Yalakalık derken???
*************
Yaklaşık 8 saat önce yukarıdaki soruyu sormuştum, ama henüz bir yanıt gelmedi.
"klavyede yalakalık yapmayı bırakın" derken beni mi kasdettiniz anlayamadım. Şu forumda bulunduğum uzun süre içerisinde sanıyorum MEB'i en fazla eleştiren, en fazla bunu dile getiren kişilerden biriyim. Ne Fetö'nün etkin olduğu dönemde eleştirmekten vazgeçtim, ne de taraf olmayanın taraf göründüğü bu dönemde eleştirmekten vazgeçerim.
her iki tespit ve önerimde paydalar çocukların daha fazla özel eğt. desteği almasına yöneliktir.
Çocukların daha fazla özel eğitim desteği almasına gelince... Öncelikle daha fazla demek daha iyi demek değildir. Bu hususun altını çizelim.
Diğer taraftan, daha fazla eğitim verilebilmesinin şartı kurumlara forsa muamelesi yapmak değil, giderleri azaltıcı, gelirleri arttırıcı düzenlemeler yapmaktır.
Şimdi bir bakalım... bir kurum ister nitelikli eğitim versin, ister kötü eğitim versin, bir çocuğun gelmediği dersten kar etmez, fazladan para kazanmaz. Çünkü giderler zaten sabittir. Burada ileri sürebileceğiniz tek gerekçe "haksız yere para alıyorlar" kısmı olabilir.
Ancak, bizim yaptığımız iş bir ticari metanın alım satımı gibi bir iş değil. Yani 8 kilo yerine 3 kilo domates verdik, 5 kilonun parasını almayalım diyemeyiz. Bizim yaptığımız iş daha çok bir kira sözleşmesi gibidir. Ben bu ay evi 23 gün kullandım, 7 gün eksik ödeyeceğim diyemezsiniz.
Şimdi temel sorunumuz ve arzumuz çocukların daha fazla eğitim almasını sağlamak ise -ki bana göre değil- gelir azaltıcı kısıtlamaların arttırılması değil, azaltılması gerekir. Örnek olarak zaten zor rapor edilen grup eğitimlerinin bir de modül ve yaş sınırlamasına uydurulması bu hizmetin verilmesini neredeyse imkansız hale getiriyor.
Kendiniz itiraf etmişsiniz... pek çok çocuk okula hiç gitmediği halde, okul saatinde bir kurumdan hizmet alsa bile bu seanslar fatura edilemiyor.

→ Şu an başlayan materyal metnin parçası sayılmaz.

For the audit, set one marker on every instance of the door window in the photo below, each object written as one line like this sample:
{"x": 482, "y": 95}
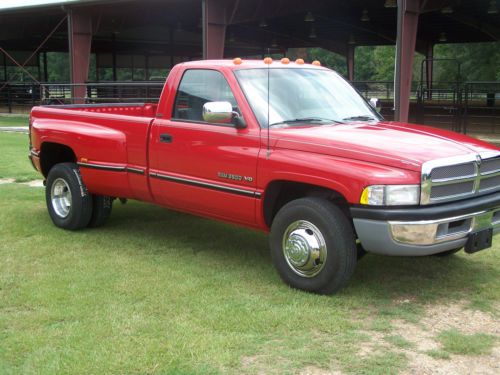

Şimdi siz bu ve buna benzer sorunların sanki hiç dile getirilmediğini, hiç talepte bulunulmadığını sanıyorsunuz. Sanıyorsunuz ki, makul, mantıklı bir şekilde anlatırsak karşımızdaki insanlar bunu anlar ve çözüme kavuşturur. Peki bu sorunların bizzat Bakan(lar)ın yanında dile getirildiğini buna rağmen hiç bir değişiklik olmadığını biliyor musunuz?
Meb bürokrasisi son derece katı ve kendi bildiğinden hiç esnemiyor, bükülmüyor, geri adım atmıyor. Akla, mantığa, insan haklarına, iş hukukuna bile aykırı olan psikolog en fazla 20 saat çalışır hükmü neden hala düzeltilmedi sizce? Buna mantıklı, haklı bir gerekçe ileri sürebilecek tek bir kişi çıkabilir mi sizce?
Bu kadar bariz ve ortada olan sorunlar varken çocukların ne olursa olsun bir okula devam etmelerini öngören bir anayasamız varken siz bu sorunu kime anlatıp da haklı gerekçelerle düzettirebileceğinizi düşünüyorsunuz?
En zayıf olduğunuz yerden bir hak elde etmeyi umuyorsunuz. Siz bu meseleyle bana gelseniz, "kardeşim çocuk okula gitmiyorsa bu okulun suçudur, alsınlar okula" der çıkarım işin içinden.